One lady I remember particularly. I think her youngest was 7 ...
On a Thursday morning she would come and find us after our first lecture where we were desperately drinking coffee to rid ourselves our hangovers ... she would demand minute details of our debauched night the night before (Wednesday night was diamond white for a pound at the union bar - ) ...
She was brilliant, a good laugh, loved her kids, loved uni and ended up with a 2:1 ... with fab job ... at the end of it

Jacanne · 14/06/2007 14:24

NM - there were definitely longer holidays than the school ones but I don't think they completely coincided - I think we missed some of the half-termly ones but did well at Easter, Christmas and the summer.

It doesn't sound as if you have to specialise on your course - looks like a really good one.
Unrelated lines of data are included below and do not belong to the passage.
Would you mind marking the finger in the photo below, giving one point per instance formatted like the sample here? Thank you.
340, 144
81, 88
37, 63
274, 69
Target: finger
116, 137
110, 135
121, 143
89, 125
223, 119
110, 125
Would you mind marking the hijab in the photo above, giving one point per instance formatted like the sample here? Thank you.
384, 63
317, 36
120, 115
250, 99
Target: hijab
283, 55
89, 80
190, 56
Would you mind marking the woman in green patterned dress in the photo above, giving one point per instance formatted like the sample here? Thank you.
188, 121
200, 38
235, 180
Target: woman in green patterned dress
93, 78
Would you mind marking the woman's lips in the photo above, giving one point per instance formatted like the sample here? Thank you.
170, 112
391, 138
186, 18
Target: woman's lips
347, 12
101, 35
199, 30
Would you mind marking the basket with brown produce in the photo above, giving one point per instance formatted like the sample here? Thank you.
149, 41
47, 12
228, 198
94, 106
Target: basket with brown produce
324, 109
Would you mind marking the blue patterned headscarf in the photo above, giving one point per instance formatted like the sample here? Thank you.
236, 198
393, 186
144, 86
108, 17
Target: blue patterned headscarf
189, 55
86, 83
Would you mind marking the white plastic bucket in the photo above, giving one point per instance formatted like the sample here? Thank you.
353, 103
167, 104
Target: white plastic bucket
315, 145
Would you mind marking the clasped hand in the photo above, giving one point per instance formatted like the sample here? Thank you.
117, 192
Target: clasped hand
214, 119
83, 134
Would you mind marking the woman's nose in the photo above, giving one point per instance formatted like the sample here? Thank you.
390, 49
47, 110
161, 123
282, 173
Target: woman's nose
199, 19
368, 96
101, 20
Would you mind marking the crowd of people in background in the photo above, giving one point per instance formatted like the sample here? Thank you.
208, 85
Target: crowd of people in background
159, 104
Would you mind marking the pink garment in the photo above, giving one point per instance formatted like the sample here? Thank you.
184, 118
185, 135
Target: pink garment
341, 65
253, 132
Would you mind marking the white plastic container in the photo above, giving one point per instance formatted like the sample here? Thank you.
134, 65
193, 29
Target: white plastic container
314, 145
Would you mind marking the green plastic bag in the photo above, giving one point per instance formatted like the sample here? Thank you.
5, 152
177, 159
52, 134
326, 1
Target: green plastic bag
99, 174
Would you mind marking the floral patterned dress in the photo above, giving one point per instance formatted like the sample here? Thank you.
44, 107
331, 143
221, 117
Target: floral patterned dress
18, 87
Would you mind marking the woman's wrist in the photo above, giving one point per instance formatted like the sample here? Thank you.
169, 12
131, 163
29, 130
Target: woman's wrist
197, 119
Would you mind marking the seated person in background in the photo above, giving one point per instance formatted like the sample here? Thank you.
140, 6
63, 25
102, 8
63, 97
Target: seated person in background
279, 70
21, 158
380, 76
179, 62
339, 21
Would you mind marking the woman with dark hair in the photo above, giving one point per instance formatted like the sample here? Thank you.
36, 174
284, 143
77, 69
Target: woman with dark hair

I know that some fellow students were frustrated at having to study Shakespeare etc when they wouldn't be teaching it (though I enjoyed that almost as much as the classroom application bits)so it seems reasonable that some degrees wouldn't include that. I think that we were expected to eventually become curriculum leaders in our chosen areas once we started teaching - though that didn't necessarily follow for everyone. I'd go for it - it looks great with lots of classroom based stuff.

NuttyMuffins · 14/06/2007 14:33

Thanks, as long as i got the longer hols like xmas, summer hols etc then i'd be fine. My mum can cover any shorter ones.

OP posts:
becca2004 · 14/06/2007 22:02

Hi i'm currently doing a BA in Education which is three years followed by a forth year of Primary PGCE. My son was nine months when I started and is now 18 months. I've just finished my first year and am on course for a 2:1. I had lectures 9am-12pm monday and tuesday and 2pm-5pm tuesdays in the first semester and 9am-12pm monday 2pm-5pm monday and 12pm-3pm on tuesdays the second semester. Have been warned though that this coming year (sept 07) lectures will be almost every day. Hope this helps. It is hard work but worth it, i've got so much out of studying.